Na matéria, o desprestigiado Legislativo e o Executivo cumprem a regra. Por exemplo, achincalhado pela opinião pública e pela imprensa, o Legislativo cumpre o teto em quase 7%; Poder Executivo em quase 2%.
O brasileiro elegeu os poderes Executivo e Legislativo como o grande mal do Brasil. Há razões para tanto fastio, desencanto, revolta e desejo de mudança. Todavia, tudo é consequência de sintomas de disfunções que podem ser corrigidas com reformas cirúrgicas e bem feitas. O grande problema do Brasil está no terceiro poder: Judiciário. Lá é que se encontra a âncora pesada impedindo o navio de navegar para um mar mais calmo.
Não é de agora que o Judiciário atrapalha o desenvolvimento do país, mas piorou muito a partir em que procuradores e juízes viraram pop-stars nas redes sociais. O Poder Judiciário passou a palpitar como devem agir os Poderes Executivo e Legislativo em muitos casos passando por cima de decisões que cabem exclusivamente a últimos dois interferindo e quebrando a separação de poderes, quando não atentando contra o Estado de Direito com falas ou decisões em nome de um suposto combate à corrupção.
O pessoal de toga não tem a mínima vergonha de protestar na defesa de penduricalhos que consomem rios de dinheiro em um país miserável com pessoas dormindo em viadutos e uma crise que levou a uma fila gigante de desempregados.
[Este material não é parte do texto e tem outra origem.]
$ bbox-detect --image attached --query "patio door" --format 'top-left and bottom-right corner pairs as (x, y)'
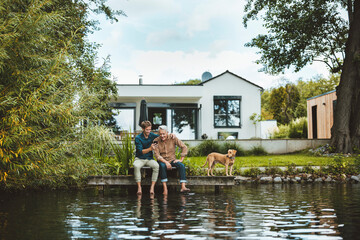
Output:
(311, 105), (317, 139)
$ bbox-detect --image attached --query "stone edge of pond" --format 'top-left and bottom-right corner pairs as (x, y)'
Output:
(234, 174), (360, 185)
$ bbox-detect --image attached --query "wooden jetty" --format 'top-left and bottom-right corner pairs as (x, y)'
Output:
(87, 168), (235, 191)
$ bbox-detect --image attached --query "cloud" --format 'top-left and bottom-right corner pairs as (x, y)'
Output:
(146, 29), (184, 45)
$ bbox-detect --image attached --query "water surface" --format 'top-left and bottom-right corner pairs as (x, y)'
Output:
(0, 184), (360, 240)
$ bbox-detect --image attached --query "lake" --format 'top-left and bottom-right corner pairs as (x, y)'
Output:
(0, 184), (360, 240)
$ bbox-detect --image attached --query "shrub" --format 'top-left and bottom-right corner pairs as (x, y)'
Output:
(271, 117), (307, 138)
(284, 163), (299, 175)
(265, 166), (284, 175)
(248, 146), (268, 156)
(270, 125), (289, 139)
(221, 141), (246, 156)
(71, 126), (112, 161)
(109, 132), (135, 174)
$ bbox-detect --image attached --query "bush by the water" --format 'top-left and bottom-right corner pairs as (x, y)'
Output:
(188, 140), (267, 157)
(270, 117), (307, 139)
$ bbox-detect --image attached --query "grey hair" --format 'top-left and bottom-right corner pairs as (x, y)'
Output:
(159, 125), (167, 132)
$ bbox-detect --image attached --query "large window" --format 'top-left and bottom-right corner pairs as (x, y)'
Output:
(148, 103), (198, 140)
(214, 96), (241, 128)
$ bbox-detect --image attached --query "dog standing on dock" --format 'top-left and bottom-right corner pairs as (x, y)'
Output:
(202, 149), (236, 176)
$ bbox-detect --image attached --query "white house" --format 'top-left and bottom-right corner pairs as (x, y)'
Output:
(110, 71), (263, 140)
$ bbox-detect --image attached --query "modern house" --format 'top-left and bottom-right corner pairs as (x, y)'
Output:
(110, 71), (263, 140)
(307, 90), (337, 139)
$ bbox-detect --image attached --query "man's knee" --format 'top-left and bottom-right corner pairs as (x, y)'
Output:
(133, 160), (142, 168)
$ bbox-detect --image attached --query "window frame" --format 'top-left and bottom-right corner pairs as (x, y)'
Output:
(213, 96), (242, 128)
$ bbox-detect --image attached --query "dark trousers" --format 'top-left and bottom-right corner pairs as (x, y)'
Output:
(158, 161), (187, 183)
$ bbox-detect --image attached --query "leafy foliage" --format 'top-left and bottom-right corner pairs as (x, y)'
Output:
(0, 0), (124, 188)
(244, 0), (349, 74)
(261, 74), (340, 124)
(271, 117), (307, 139)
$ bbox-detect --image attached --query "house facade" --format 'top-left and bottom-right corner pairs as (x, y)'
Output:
(307, 90), (337, 139)
(110, 71), (263, 140)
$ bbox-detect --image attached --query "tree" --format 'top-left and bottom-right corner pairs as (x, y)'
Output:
(0, 0), (124, 184)
(175, 79), (201, 85)
(244, 0), (360, 152)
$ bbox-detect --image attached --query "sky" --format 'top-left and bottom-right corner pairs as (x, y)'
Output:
(89, 0), (329, 89)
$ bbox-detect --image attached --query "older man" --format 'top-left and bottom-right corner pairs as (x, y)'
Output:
(134, 121), (159, 195)
(154, 125), (190, 195)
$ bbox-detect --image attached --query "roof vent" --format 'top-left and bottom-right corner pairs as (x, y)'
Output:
(201, 72), (212, 82)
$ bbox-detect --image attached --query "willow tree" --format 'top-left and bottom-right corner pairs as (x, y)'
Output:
(244, 0), (360, 153)
(0, 0), (123, 186)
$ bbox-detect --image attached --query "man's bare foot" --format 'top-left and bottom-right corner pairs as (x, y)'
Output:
(180, 187), (190, 193)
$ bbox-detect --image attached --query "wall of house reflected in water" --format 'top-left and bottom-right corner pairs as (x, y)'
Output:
(0, 184), (360, 240)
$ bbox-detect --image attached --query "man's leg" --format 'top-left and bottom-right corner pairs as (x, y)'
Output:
(134, 158), (145, 194)
(171, 162), (190, 192)
(158, 161), (168, 195)
(146, 160), (159, 194)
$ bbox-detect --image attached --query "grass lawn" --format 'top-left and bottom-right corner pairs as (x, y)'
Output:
(184, 154), (354, 168)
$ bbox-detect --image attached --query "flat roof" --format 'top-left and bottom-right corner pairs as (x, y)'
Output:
(306, 90), (336, 101)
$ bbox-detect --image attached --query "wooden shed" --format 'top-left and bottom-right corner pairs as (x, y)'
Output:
(307, 90), (336, 139)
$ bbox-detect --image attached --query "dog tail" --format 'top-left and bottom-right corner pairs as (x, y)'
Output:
(202, 156), (209, 167)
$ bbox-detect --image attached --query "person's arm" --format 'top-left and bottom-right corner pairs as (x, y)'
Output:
(154, 142), (172, 169)
(135, 138), (153, 156)
(135, 137), (143, 156)
(175, 138), (187, 162)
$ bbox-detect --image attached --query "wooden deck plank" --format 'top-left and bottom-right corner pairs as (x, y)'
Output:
(88, 175), (235, 186)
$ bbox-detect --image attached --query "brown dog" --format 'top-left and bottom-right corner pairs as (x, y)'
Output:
(202, 149), (236, 176)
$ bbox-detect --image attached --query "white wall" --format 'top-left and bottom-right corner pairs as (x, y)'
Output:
(184, 139), (330, 154)
(114, 72), (261, 139)
(199, 73), (261, 139)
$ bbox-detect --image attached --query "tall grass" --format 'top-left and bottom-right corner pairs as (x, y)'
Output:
(110, 132), (135, 175)
(271, 117), (307, 139)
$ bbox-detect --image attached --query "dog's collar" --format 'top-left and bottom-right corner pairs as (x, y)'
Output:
(226, 155), (235, 160)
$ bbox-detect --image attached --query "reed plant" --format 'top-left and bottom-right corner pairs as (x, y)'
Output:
(110, 132), (135, 175)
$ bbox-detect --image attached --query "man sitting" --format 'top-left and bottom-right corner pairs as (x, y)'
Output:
(134, 121), (159, 195)
(154, 125), (190, 195)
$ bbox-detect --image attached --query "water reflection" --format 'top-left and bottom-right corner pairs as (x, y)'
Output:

Pior: mesmo ganhando muito bem e acima da média da população, eles querem mais. Se sentem injustiçados por não ter aumento no salário – 30 mil reais fora auxílio-moradia, auxílio-paletó, auxílio disso e daquilo – desde 2015.
O maior orçamento do Judiciário brasileiro é a Justiça do Trabalho, são 17,5 bi/ano em um órgão que só existe em países “exóticos” como o Brasil. A média salarial de um magistrado na JT em 2016 foi de quase 40 mil. É uma aberração injustificável. E os ministros do Supremo Tribunal Federal, que deveriam dar o exemplo, propõem aumentar os próprios salários em “modestíssimos 16%“, o que levou o Ministério Público Federal a aprovar aumento semelhante.
Se o Congresso ou presidente Michel Temer não vetar, esse generoso aumento fazer “efeito cascata” generalizado fazendo mais pressão sob as contas públicas e o arrocho sobrando para você, caro contribuinte, principalmente o mais pobre. O brasileiro pagador de imposto vive para sustentar castas de privilégios, poderes ineficientes, perdulários e, às vezes, corruptos. E a pior está no Poder Judiciário.